Source: The New York Times, October 28
In his first comments on the award, made in an interview with The Telegraph, the British newspaper, Mr. Dylan was asked whether he would attend the Nobel ceremony in Sweden in December. His response was characteristically mysterious. “Absolutely,” Mr. Dylan said. “If it’s at all possible.”

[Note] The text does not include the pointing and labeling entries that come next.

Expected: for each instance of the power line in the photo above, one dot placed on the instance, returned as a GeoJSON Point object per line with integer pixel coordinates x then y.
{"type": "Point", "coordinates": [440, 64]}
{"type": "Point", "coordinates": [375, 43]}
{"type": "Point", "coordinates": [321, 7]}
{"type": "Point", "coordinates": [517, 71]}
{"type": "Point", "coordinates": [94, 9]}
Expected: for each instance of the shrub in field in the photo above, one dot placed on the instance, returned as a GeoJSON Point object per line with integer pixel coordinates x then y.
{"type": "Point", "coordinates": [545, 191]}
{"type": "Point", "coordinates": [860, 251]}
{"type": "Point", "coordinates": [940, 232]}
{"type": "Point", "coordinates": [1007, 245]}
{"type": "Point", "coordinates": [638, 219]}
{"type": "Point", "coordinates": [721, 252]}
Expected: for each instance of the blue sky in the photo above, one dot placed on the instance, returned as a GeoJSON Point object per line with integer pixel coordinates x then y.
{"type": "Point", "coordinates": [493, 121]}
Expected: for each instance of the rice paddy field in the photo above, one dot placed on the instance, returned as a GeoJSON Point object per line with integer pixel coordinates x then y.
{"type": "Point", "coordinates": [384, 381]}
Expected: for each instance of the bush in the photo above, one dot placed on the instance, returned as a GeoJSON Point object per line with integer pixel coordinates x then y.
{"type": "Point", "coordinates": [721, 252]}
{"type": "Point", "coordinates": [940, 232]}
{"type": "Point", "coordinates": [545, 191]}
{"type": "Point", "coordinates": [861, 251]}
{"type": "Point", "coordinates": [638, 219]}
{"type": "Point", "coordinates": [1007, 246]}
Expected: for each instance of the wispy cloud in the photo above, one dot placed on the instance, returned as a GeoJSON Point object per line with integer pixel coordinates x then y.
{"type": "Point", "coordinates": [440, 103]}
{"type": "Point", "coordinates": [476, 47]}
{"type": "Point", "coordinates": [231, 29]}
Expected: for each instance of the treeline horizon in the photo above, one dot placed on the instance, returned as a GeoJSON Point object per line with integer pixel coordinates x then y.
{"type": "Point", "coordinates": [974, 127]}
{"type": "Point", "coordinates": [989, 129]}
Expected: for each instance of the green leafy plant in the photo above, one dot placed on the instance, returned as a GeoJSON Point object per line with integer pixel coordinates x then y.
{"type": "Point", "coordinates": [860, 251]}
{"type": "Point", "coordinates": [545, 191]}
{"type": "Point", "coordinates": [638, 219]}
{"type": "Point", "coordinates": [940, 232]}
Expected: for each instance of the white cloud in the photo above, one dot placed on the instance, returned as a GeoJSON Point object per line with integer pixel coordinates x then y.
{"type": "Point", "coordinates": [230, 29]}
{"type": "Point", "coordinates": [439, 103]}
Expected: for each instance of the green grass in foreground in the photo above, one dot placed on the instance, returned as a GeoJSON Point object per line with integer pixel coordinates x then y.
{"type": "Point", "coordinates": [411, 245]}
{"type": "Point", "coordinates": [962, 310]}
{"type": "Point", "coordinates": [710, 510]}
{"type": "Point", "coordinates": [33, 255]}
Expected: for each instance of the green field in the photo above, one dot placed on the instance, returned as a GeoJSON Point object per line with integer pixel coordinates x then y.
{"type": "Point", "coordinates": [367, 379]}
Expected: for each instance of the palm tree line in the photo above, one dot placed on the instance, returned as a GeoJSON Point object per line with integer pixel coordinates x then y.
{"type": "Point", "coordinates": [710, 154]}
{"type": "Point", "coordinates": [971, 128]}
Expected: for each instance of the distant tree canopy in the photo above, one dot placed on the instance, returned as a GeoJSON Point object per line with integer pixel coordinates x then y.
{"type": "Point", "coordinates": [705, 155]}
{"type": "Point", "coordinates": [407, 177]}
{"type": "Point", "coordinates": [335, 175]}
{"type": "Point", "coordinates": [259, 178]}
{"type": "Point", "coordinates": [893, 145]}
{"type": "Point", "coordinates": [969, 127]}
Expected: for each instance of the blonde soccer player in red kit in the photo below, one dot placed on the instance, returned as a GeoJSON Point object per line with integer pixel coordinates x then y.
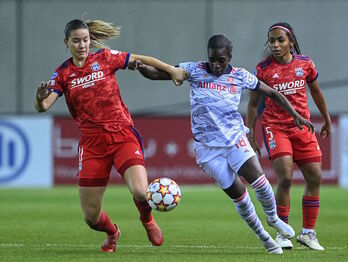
{"type": "Point", "coordinates": [288, 71]}
{"type": "Point", "coordinates": [109, 137]}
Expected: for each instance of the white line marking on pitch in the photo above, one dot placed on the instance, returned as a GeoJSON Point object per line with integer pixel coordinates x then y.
{"type": "Point", "coordinates": [9, 245]}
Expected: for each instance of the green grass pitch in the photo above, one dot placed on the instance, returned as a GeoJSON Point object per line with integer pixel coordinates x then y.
{"type": "Point", "coordinates": [47, 225]}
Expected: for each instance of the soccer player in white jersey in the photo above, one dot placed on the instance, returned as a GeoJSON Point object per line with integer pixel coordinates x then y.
{"type": "Point", "coordinates": [222, 150]}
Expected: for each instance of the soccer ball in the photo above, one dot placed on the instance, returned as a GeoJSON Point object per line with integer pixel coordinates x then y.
{"type": "Point", "coordinates": [163, 194]}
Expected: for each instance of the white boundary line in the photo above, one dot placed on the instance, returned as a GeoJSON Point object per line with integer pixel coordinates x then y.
{"type": "Point", "coordinates": [16, 245]}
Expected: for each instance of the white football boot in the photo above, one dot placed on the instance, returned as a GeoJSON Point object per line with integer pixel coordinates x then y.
{"type": "Point", "coordinates": [283, 228]}
{"type": "Point", "coordinates": [271, 246]}
{"type": "Point", "coordinates": [310, 240]}
{"type": "Point", "coordinates": [283, 242]}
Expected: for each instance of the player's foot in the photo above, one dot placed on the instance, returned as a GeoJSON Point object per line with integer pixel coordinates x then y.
{"type": "Point", "coordinates": [111, 241]}
{"type": "Point", "coordinates": [283, 242]}
{"type": "Point", "coordinates": [310, 240]}
{"type": "Point", "coordinates": [271, 246]}
{"type": "Point", "coordinates": [283, 228]}
{"type": "Point", "coordinates": [153, 232]}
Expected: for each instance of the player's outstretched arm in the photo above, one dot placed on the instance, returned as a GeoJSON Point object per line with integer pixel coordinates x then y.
{"type": "Point", "coordinates": [176, 74]}
{"type": "Point", "coordinates": [148, 71]}
{"type": "Point", "coordinates": [319, 100]}
{"type": "Point", "coordinates": [151, 72]}
{"type": "Point", "coordinates": [283, 102]}
{"type": "Point", "coordinates": [251, 117]}
{"type": "Point", "coordinates": [44, 97]}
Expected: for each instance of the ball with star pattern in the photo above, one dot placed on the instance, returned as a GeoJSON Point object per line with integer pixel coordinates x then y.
{"type": "Point", "coordinates": [163, 194]}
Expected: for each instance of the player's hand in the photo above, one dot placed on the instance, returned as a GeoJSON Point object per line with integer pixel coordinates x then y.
{"type": "Point", "coordinates": [43, 91]}
{"type": "Point", "coordinates": [325, 129]}
{"type": "Point", "coordinates": [134, 65]}
{"type": "Point", "coordinates": [178, 76]}
{"type": "Point", "coordinates": [255, 146]}
{"type": "Point", "coordinates": [300, 121]}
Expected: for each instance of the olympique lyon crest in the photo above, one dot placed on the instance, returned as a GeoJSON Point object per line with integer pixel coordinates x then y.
{"type": "Point", "coordinates": [95, 66]}
{"type": "Point", "coordinates": [272, 144]}
{"type": "Point", "coordinates": [299, 71]}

His comments in the interview – ostensibly to promote a new exhibition of his visual art in London – came after two weeks of public silence by Mr. Dylan about the Nobel, during which time members of the 18-person Swedish Academy became increasingly agitated. First they noted, with some puzzlement, that they had not spoken to Mr. Dylan personally. Then another member called his non-response “impolite and arrogant.” (And why couldn’t they reach him? “Well, I’m right here,” Mr. Dylan said, “playfully,” and without further explanation.)
In the interview, his first in almost two years, Mr. Dylan is described as being surprised but pleased by the honor. “It’s hard to believe,” he said. His reaction upon being told that he had won: “Amazing, incredible. Whoever dreams about something like that?”
In typical fashion, he also resisted giving much endorsement to interpretations of his work – even those by the Swedish Academy, which, in announcing Mr. Dylan’s prize on October 13, likened his songs to the poems of Homer and Sappho.
“I suppose so, in some way,” Mr. Dylan said of that comparison. Some of his songs, including Ballad of Hollis Brown, A Hard Rain’s A-Gonna Fall, Hurricane and “some others,” he said, “definitely are Homeric in value.” But: “I’ll let other people decide what they are,” he said.